Ils étaient sur l’avant-dernier palier, près de la porte de la logeuse, et de là on pouvait remarquer qu’en effet la chambre de Raskolnikoff était éclairée.

— C’est étrange ! Nastasia y est peut-être, observa Razoumikhine.

— Jamais elle ne vient chez moi à cette heure-ci, d’ailleurs elle est couchée depuis longtemps, mais… cela m’est égal ! Adieu !

— Que dis-tu ? Je t’accompagne, nous allons monter ensemble !

— Je sais que nous monterons ensemble, mais je veux te serrer la main ici et te dire adieu ici.
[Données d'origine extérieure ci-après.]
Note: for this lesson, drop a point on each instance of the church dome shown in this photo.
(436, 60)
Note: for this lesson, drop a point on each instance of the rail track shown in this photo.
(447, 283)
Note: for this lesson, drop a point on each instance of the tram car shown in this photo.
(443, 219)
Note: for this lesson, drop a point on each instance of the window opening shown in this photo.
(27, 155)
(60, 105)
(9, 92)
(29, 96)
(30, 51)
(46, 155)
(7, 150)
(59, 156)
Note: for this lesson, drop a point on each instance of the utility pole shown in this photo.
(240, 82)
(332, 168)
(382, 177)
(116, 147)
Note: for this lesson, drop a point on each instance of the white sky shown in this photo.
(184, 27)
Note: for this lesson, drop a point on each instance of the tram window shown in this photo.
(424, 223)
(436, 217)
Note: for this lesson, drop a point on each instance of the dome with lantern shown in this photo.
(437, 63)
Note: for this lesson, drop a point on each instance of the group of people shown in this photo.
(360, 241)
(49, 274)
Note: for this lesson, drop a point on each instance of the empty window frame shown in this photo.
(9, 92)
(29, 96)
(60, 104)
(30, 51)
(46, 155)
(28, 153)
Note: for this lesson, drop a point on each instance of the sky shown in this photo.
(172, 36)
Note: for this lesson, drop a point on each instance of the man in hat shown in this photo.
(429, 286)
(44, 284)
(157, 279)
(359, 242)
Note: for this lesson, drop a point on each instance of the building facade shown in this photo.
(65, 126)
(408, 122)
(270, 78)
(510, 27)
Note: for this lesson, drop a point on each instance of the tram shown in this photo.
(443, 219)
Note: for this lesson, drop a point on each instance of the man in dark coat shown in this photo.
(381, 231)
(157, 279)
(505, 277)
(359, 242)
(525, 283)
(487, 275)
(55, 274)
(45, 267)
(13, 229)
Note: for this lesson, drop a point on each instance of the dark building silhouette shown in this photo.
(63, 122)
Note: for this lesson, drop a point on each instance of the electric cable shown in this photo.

Allons, donne-moi la main, adieu !

— Qu’est-ce que tu as, Rodia ?

— Rien ; montons, tu seras témoin…

Pendant qu’ils montaient l’escalier, l’idée vint à Razoumikhine que Zosimoff avait peut-être raison.

« Eh ! je lui aurai troublé l’esprit avec mon bavardage ! » se dit-il à part soi.

Soudain, comme ils approchaient de la porte, ils entendirent des voix dans la chambre.

— Mais qu’est-ce qu’il y a ici ? s’écria Razoumikhine.

Raskolnikoff, le premier, saisit la porte et l’ouvrit toute grande ; puis il demeura sur le seuil, comme pétrifié.